Totally Unaware


Fragmented, shattered, splintered tumultuous perceptions of the flesh and figures show artist’s rebel against the masculinity and the negligence of our presence. To be one of the notable female artists in the abstract expressionism realm, Brown said: ” I’ve always wondered, like, what is so masculine about abstraction? How did men get ownership over this? …”

In the video that I watched from Louisiana Channel < Cecily Brown Interview: Totally Unaware > she notes the same feeling that I get during everyday basis of the commute to work “The experience of living in a very busy city inevitably feeds into the way I see things and understand them.” The feeling of strangeness, while everyone around me is on their phones, scrolling down their unimportant feeds, the atmosphere is cold in such a lack of human connection in a bored confined space.
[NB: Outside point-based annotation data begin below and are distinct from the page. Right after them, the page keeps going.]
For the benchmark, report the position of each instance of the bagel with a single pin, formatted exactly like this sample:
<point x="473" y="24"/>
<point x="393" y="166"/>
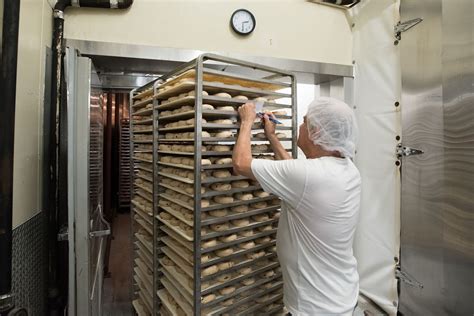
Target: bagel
<point x="248" y="281"/>
<point x="226" y="108"/>
<point x="223" y="161"/>
<point x="240" y="184"/>
<point x="241" y="97"/>
<point x="221" y="186"/>
<point x="218" y="213"/>
<point x="223" y="199"/>
<point x="261" y="204"/>
<point x="261" y="217"/>
<point x="224" y="277"/>
<point x="240" y="208"/>
<point x="265" y="228"/>
<point x="208" y="243"/>
<point x="221" y="174"/>
<point x="261" y="193"/>
<point x="209" y="270"/>
<point x="247" y="245"/>
<point x="228" y="238"/>
<point x="244" y="196"/>
<point x="241" y="222"/>
<point x="225" y="265"/>
<point x="227" y="290"/>
<point x="208" y="298"/>
<point x="224" y="134"/>
<point x="219" y="227"/>
<point x="263" y="240"/>
<point x="224" y="252"/>
<point x="223" y="95"/>
<point x="246" y="233"/>
<point x="221" y="148"/>
<point x="245" y="271"/>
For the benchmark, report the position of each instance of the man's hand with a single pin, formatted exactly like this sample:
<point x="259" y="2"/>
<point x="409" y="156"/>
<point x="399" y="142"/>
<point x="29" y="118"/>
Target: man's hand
<point x="268" y="126"/>
<point x="247" y="113"/>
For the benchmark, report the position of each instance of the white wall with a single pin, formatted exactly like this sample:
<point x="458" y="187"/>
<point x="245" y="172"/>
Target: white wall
<point x="294" y="29"/>
<point x="34" y="36"/>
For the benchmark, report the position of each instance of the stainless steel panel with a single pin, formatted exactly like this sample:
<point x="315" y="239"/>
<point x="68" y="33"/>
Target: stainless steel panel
<point x="437" y="212"/>
<point x="184" y="55"/>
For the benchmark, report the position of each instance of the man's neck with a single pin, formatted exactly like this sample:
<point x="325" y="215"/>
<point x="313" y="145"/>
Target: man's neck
<point x="318" y="152"/>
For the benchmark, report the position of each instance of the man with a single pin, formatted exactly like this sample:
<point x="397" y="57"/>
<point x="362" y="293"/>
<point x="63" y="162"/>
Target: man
<point x="320" y="205"/>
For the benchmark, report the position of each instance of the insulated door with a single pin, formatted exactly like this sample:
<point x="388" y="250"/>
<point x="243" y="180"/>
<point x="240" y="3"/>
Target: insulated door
<point x="87" y="228"/>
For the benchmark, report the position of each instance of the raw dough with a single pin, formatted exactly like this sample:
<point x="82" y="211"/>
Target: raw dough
<point x="261" y="194"/>
<point x="248" y="281"/>
<point x="240" y="184"/>
<point x="208" y="243"/>
<point x="227" y="290"/>
<point x="224" y="252"/>
<point x="224" y="134"/>
<point x="260" y="217"/>
<point x="207" y="107"/>
<point x="225" y="265"/>
<point x="223" y="95"/>
<point x="244" y="196"/>
<point x="218" y="213"/>
<point x="246" y="233"/>
<point x="221" y="174"/>
<point x="219" y="227"/>
<point x="224" y="277"/>
<point x="223" y="161"/>
<point x="221" y="148"/>
<point x="226" y="108"/>
<point x="240" y="208"/>
<point x="240" y="222"/>
<point x="208" y="298"/>
<point x="223" y="199"/>
<point x="257" y="205"/>
<point x="221" y="186"/>
<point x="228" y="238"/>
<point x="263" y="240"/>
<point x="241" y="97"/>
<point x="247" y="245"/>
<point x="245" y="271"/>
<point x="209" y="270"/>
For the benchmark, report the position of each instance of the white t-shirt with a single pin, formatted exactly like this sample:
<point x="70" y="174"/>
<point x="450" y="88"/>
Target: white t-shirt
<point x="319" y="213"/>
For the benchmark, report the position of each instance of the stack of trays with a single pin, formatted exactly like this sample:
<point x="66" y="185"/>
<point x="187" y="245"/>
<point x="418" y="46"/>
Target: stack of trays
<point x="142" y="201"/>
<point x="234" y="220"/>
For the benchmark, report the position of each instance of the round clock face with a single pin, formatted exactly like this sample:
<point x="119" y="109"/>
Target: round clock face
<point x="243" y="22"/>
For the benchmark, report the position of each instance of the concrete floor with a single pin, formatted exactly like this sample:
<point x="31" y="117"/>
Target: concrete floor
<point x="116" y="299"/>
<point x="117" y="287"/>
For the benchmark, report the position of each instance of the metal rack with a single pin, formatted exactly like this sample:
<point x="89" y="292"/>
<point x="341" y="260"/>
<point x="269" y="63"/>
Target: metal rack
<point x="205" y="260"/>
<point x="141" y="169"/>
<point x="124" y="165"/>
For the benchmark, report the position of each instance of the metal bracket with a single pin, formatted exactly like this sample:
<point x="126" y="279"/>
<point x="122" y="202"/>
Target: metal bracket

Brown said: ” The painting reflects our society now and how disjointed it is… I’m very very conscious of our time is one of the incredibly sad things about our time being isolated people are and i get so depressed in New York by everyone wearing headphones…they are less aware of you.. ” The painting she describes: “They are in the same physical space, but they are not connected.”

“The phone is obviously the death of society and culture.”

—— CECILY BROWN——

I want to engage this frustration and evoke a sense of urgency in such an expressive way, and decide if I want to depict the clear identities or out of focal point, unrecognisable faces that can be generalised as a group of people.